Second, TouchID is gone. This is killer. I use it constantly. Perhaps it’s ignorant of me to dismiss FaceID before trying it, so call me ignorant. It’s not a replacement for TouchID which requires the most minimal of user interaction and works perfectly in the dark and on the sly.

FaceID sounds great in theory and perhaps I’ll change my tune after the bugs are worked out. After watching the system fail during the first public demo, I knew this wasn’t something I wanted to beta test for Apple.

Thankfully Apple is releasing an upgraded version of the iPhone 7. The iPhone 8 lacks the headphone jack but retains TouchID. It just doesn’t have that swanky, no-bezel screen found on the iPhone X.

Supposedly that screen killed TouchID.

As the story goes Apple tried to build TouchID into the screen of the iPhone X but couldn’t pull off the trick. Instead of following the trend found on many Android phones, Apple did not, for whatever reason, put the TouchID sensor on the back of the iPhone X. It’s just gone.
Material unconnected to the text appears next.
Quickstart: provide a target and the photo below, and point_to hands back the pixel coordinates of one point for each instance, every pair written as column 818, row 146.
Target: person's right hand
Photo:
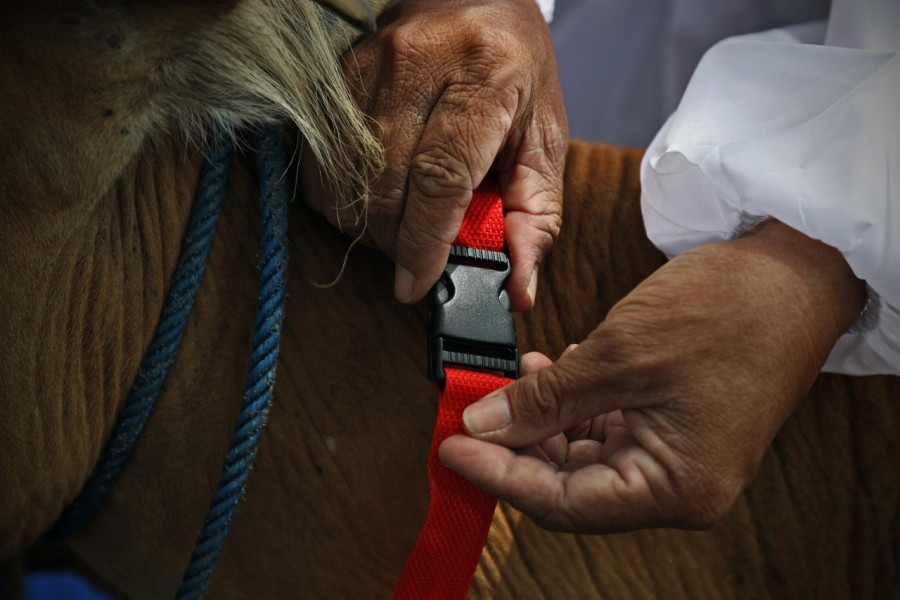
column 455, row 89
column 662, row 416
Listen, I understand how this editorial makes me look. I’m that guy. I’m the guy at the dealership yelling at a green salesmen because the new Buick does not have an ashtray. But I’m not surprised. The iPhone X is following a quintessential Apple trend of eliminating items Apple feels are no longer necessary. But this trend is accelerating and that’s troubling.

Apple has long removed components ahead of the rest of the industry. It killed off the floppy disc when Windows was still available for purchase on floppy. It removed Firewire when Firewire was the de facto standard for video professionals. It removed CD drives from notebooks while consumers will still making mix tapes. And in all those cases, history proved Apple’s foresight correct.
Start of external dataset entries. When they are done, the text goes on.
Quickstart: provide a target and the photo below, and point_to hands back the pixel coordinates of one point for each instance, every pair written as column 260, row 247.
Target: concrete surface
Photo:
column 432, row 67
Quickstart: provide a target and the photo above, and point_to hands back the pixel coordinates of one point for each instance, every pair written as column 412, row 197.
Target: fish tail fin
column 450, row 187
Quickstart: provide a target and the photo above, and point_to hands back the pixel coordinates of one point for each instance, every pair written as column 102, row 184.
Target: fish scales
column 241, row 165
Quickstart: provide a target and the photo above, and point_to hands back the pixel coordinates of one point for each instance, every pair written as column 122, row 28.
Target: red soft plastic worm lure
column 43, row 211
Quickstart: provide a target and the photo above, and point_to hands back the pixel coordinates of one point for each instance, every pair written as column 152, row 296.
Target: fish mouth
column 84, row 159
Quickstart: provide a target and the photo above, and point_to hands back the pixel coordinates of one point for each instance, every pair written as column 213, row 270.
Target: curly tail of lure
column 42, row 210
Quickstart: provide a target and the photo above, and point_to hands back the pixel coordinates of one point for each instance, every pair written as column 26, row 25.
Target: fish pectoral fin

The last couple of moves have not gone as smoothly. Apple killed the headphone jack with the iPhone 7 in 2016. At the same time Apple announced its wireless earbuds AirPods, which seem to be universally loved and hated. But good luck walking into a store and buying a set. They’ve been on backorder since their release (Apple released a new version today). Studies have shown that even with their limited availability, the AirPods bought Apple a commanding lead in the wireless earbud market. And competitors have followed suit, too, with most companies from Sony to Samsung to B&O releasing sets of their own. Yet few other phones have ditched the headphone jack altogether, and if the rest of the industry does not follow Apple’s lead, there’s going to be little reason for accessory makers to keep making the wireless earbuds too. After all, Apple AirPods have accounted for 85% of money spent on wireless headphones in the US since their launch.

The latest MacBooks and MacBook Pros also demonstrate Apple is outpacing the consumer electronics industry. In its latest notebooks, now nearly a year old, Apple got rid of standard USB ports in favor of USB-C, a new standard that supposedly was going to lead us into universal happiness. Instead, users are living the dongle life now to charge USB devices, use SD cards and flash drives. Worse yet, USB-C cables that are supposedly universal are anything but, with some cables only capable of charging while others can do data transfer and still others do not work at all — and they all have the same connector at the end of the cable.

Apple is notorious for its margins. It’s how the company amassed its $261 billion cash hoard. It can afford to release products on a systematic schedule to maximize margins. Components found in the latest iPhone will eventually make their way into other products like the Apple TV, iPad and iPod touch. This happens when the prices of such components drop to levels where Apple can integrate them into a broader product line while maintaining predetermined margins.

Why did Apple kill the floppy drive and standard USB? Because in both cases, Apple felt the component was going to be used less in the near future and wanted to build a platform that it could still use after the component was eliminated.

It’s these margins, I fear, that are killing Apple’s common sense. Instead of retaining beloved features, Apple is killing them prematurely to hit an internal accounting goal. Products need to evolve and change but the trick is to do it along with consumer expectations. Too slow, and the company dies. Too fast, and, well, you make this old blogger upset and no one wants that.